The Artist Formerly Known as Fro-Yo Ma explores his Prince-ly inheritance on his debut album.

On Little World, Zack Villere sounds like he was born the day Prince recorded “Christopher Tracy’s Parade” and has spent his life examining his birthright. Without a Paisley Park at his disposal, Villere scales down his psychedelic pop/funk soundscape to the limits of his laptop, and his vision is less luxe—more Under the Whataburger Sign than Under the Cherry Moon. His fantasia on a budget aesthetic makes Little World compelling as Villere’s opposing impulses create interesting tensions.

Until recently, Villere recorded as Fro-Yo Ma, creating warm, videogame pastorals over hip-hop beats—cool, curious pastiches that explore acoustic textures as passionately as electronic ones. He only recently started singing on his tracks, and he does so unassumingly. His voice is right for his songs though, which present him as an average guy, someone who admits that he’s “not that cool.” His lyrics are often deliberately prosaic, underlining the seeming artlessness of his art. In “Cool,” he sings

Feeling pretty good
Life’s not bad right now
So I think I might go to this party that this girl invited me to.

In “Next,” he similarly walks through his internal dialogue when a girl—it is hard to imagine fully grown women in Villere’s songs—wants to see him at a coffee shop.

Why do you want to get coffee?  
But I don’t even drink coffee 
I’m down though 
I’ll just get water. 
 

That could play as self-consciously nerdy, like Belle and Sebastian with even less tweedy, British boarding school game, but the cool R&B grooves add a breezy urbanity at odds with songs that namecheck Capri Sun. He’s as mundane as Prince was exotic and just as deliberately so, but the grooves give the songs a low-grade sexiness—about all the sexiness you can imagine Villere comfortable with. 

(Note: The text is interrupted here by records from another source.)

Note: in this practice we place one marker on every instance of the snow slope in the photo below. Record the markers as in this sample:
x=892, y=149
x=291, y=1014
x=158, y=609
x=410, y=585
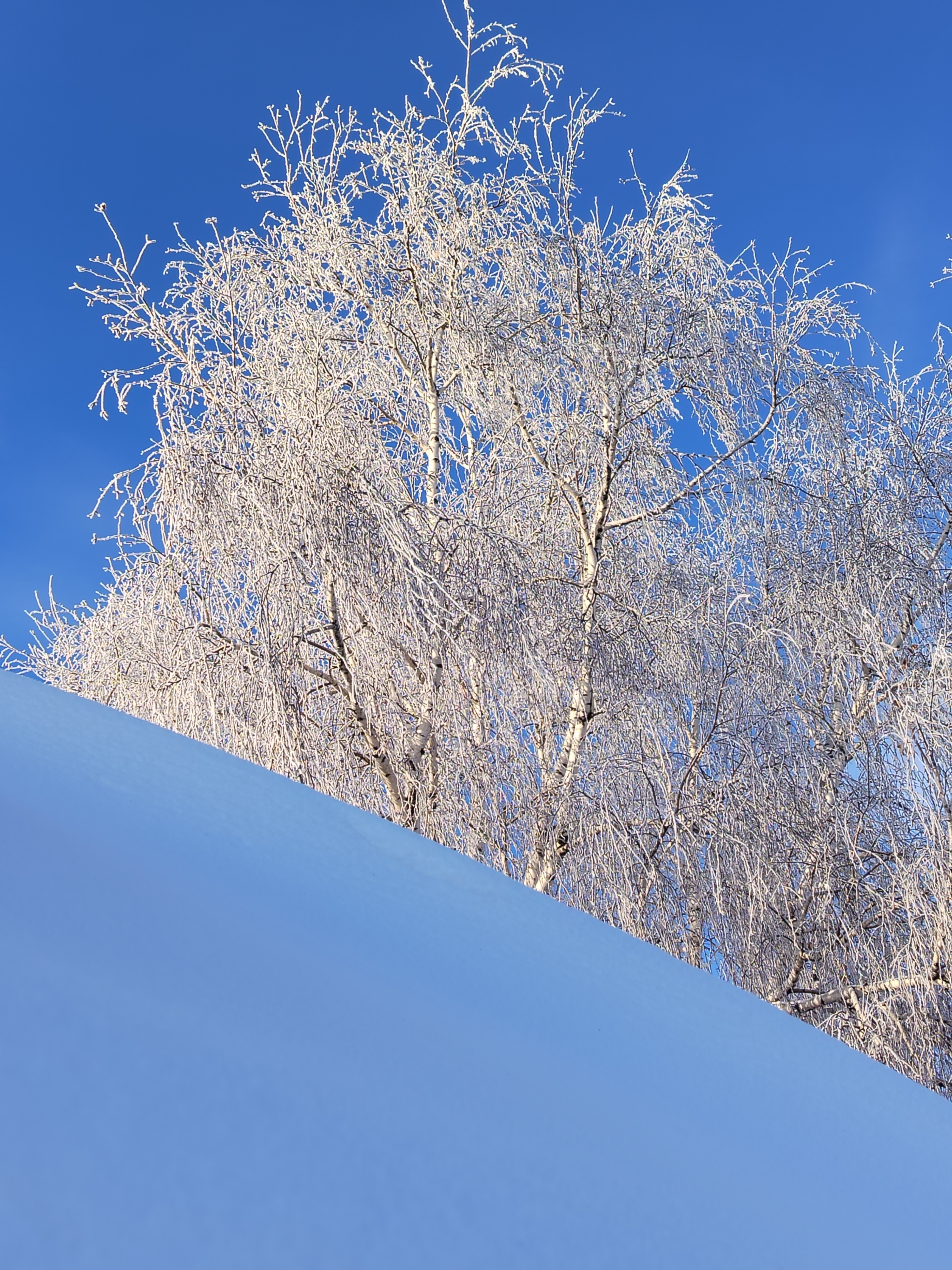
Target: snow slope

Belaboring Prince as a reference point is risky because Villere specifically points more to Flying Lotus and Kanye as inspirations, but drawing the line from Prince to both of those is easy, and like Prince circa 1986, Little World feels like part of a world that exists almost entirely in its creator’s head. Parade, Under the Cherry Moon, Lovesexy and The Black Album all feel walled off from our world by a cordon imaginaire, and Villere remakes Covington in his own squiggly, plastic image. And like Prince at that time, Villere specifically made an album and not just a collection of songs. That’s more radical now in a playlist ecosystem than it was in the mid-‘80s, and half of the tracks on the 12-song album clock in at 2:12 or less. Many are sketches, which is true to the aesthetic Villere demonstrated in his Fro-Yo Ma work, while others are mood pieces that don’t pursue thoughts as much as they introduce them. He edits together different voices to ask, “Do you believe we’re almost 22?” Once he gets that question well and truly asked, a cacophony of voices and melodic snippets crowd the track, suggesting the conflicting internal and external impulses he’s sorting out. Throughout the album, Muppety child-like voices vie with his more mature, sing-spoken voice, and his musical impulses similarly shift through registers that signify different levels of maturity at the same time. Really, those song sketches dominate the album, and only “Cool,” “Next,” “Look Right Thru,” and “Sand People” lock into clear verse/chorus structures.

Zack Villere’s musical home so far has been Soundcloud, and even though his musical community is very different from that of Lil Pump and Lil Peep, it’s clear that he’s part of one. He shares the work of people—friends?—whose music he likes, and in a recent Spotify playlist Villere curated, a number of artists with strong Soundcloud presences joined Deerhoof, M.I.A., Kanye, and Feist. Because of that, Little World feels like it’s part of the world, whereas Prince was disappearing into his world by 1986. His self-involved nature would eventually make Prince seem isolated, and despite Villere’s nerdy persona, he never sounds lonely in his songs. He doesn't put as much on the line as Prince, so his wins aren't as big, but Villere sounds very much at home in Little World.